I'm somewhat limited because I use Linux. I keep meaning to learn how to use Blender (it's surprisingly good for 3D printing), but every time I realise that TinkerCAD is both easier and quicker for what I need to make.
For the record @digitalscream has made me some two-hole pickup mounting rings for a 40 year old Yamaha SG. The original rings are completely non-standard, three mounting holes but not Fender spaced, and the four corner holes are differently spaced to Gibson/Epiphone rings
I wanted to fit a new bridge pickup to the guitar without drilling out the original rings. So this is a really tidy solution - I can now change to any standard pickup and it is fully reversible
Studio: https://www.voltperoctave.com
Music: https://www.euclideancircuits.com
Me: https://www.jamesrichmond.com
I've made all sorts of useful stuff - in the last three or four months...

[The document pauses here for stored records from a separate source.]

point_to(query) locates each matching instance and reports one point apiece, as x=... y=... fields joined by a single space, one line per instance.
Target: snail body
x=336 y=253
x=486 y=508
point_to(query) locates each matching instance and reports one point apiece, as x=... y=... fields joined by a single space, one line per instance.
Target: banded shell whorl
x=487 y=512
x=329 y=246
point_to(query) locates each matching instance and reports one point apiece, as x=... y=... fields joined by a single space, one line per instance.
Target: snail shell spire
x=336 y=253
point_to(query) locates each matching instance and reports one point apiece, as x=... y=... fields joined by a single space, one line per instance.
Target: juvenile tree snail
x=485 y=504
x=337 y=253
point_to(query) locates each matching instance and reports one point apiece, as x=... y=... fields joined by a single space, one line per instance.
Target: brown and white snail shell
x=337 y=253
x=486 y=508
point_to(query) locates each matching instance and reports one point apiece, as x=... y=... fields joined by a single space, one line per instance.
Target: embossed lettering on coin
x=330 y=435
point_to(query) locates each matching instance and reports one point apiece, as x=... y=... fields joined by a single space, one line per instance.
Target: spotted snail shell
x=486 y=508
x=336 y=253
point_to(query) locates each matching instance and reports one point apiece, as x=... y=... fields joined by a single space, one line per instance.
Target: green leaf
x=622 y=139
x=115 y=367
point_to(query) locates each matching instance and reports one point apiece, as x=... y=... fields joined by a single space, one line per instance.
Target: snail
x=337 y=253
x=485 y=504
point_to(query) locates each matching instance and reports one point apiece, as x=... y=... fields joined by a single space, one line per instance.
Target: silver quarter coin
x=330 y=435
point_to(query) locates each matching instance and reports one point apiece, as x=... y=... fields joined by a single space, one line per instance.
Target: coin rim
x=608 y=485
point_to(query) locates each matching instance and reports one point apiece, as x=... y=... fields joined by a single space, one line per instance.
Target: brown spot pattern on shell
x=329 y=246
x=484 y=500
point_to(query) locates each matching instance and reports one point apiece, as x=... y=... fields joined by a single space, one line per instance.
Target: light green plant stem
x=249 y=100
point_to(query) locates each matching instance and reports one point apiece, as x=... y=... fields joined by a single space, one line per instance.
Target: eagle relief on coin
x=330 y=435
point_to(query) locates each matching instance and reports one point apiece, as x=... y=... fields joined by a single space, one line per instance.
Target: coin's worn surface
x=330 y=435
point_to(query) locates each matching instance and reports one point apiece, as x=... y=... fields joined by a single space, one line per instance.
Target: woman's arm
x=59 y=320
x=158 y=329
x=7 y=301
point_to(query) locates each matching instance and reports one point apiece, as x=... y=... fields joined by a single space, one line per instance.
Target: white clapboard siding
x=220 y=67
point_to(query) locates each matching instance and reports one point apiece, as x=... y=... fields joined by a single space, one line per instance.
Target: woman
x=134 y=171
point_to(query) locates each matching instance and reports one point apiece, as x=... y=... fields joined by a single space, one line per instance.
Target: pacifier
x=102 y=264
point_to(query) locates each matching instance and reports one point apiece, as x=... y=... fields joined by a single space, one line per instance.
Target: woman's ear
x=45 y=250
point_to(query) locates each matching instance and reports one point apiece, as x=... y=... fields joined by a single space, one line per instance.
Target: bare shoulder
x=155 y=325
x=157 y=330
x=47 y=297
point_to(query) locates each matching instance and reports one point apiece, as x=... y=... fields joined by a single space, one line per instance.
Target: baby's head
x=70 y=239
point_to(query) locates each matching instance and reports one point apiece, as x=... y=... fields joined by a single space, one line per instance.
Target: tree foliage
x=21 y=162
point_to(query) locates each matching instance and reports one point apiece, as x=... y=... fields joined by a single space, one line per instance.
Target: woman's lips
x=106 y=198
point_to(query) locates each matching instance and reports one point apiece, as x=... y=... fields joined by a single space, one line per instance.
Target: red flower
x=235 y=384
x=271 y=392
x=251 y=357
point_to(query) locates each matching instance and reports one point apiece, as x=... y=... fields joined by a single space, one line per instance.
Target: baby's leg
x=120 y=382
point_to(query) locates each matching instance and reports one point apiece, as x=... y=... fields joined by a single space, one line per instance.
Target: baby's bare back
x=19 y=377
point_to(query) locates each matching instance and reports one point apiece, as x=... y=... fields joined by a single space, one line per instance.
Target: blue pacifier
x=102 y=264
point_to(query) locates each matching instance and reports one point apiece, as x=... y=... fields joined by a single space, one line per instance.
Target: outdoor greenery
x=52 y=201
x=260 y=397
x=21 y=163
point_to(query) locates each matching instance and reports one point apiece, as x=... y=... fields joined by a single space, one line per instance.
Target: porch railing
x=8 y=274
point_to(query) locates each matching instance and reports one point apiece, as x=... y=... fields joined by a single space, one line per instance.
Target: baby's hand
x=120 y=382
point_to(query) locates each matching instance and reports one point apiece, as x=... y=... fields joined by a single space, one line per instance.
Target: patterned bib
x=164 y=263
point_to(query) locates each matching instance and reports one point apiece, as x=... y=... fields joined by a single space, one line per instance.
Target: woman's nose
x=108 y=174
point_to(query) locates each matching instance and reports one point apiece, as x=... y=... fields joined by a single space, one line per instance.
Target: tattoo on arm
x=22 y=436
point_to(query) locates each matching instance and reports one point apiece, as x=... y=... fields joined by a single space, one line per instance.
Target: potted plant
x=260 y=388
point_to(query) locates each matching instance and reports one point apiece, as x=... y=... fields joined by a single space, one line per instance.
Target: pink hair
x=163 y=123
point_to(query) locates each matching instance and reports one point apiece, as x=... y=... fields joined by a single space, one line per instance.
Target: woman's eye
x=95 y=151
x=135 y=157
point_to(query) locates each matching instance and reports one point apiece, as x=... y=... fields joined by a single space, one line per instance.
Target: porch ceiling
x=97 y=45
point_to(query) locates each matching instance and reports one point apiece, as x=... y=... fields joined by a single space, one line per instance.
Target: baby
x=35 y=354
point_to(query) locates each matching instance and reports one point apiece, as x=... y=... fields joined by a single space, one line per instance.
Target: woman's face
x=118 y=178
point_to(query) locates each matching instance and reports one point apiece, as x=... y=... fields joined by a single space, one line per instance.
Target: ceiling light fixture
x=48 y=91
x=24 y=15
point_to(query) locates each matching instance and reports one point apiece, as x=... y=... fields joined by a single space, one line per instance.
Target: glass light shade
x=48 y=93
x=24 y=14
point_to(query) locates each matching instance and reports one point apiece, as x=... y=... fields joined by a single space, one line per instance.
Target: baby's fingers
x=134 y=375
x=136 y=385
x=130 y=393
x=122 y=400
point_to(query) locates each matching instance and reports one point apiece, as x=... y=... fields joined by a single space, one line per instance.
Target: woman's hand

- a vape holder for the car,
- all of the custom fixings to make three open-air computers
- desk leg extenders for building the wife's desk (saved me about £200 on the cost of extra-long legs which didn't look as good)
- custom VESA bracket for a fourth monitor on my PC
- handy hexagonal, extendable parts drawers (need to make a lot more of these)
- mobile phone docks for both desks
- hose lock for the vacuum cleaner when it broke (no spares available, so that would've been a new hoover)
- custom angular face mask for a friend's stage show
- phone holder to turn an old knackered Pixel into a nanny-cam when we adopted a new dog and he wouldn't come out of his crate
It's quite amazing, once we got into the mindset of being able to make anything, how much time and money we'd previously wasted on doesn't-quite-fit-but-it'll-do cheap tat from Amazon Prime when we really needed to solve a problem quickly.
For more on-topic stuff...I've got a design in my head for a simple, quick-and-dirty-but-sturdy pedalboard. Might give it a go at the weekend.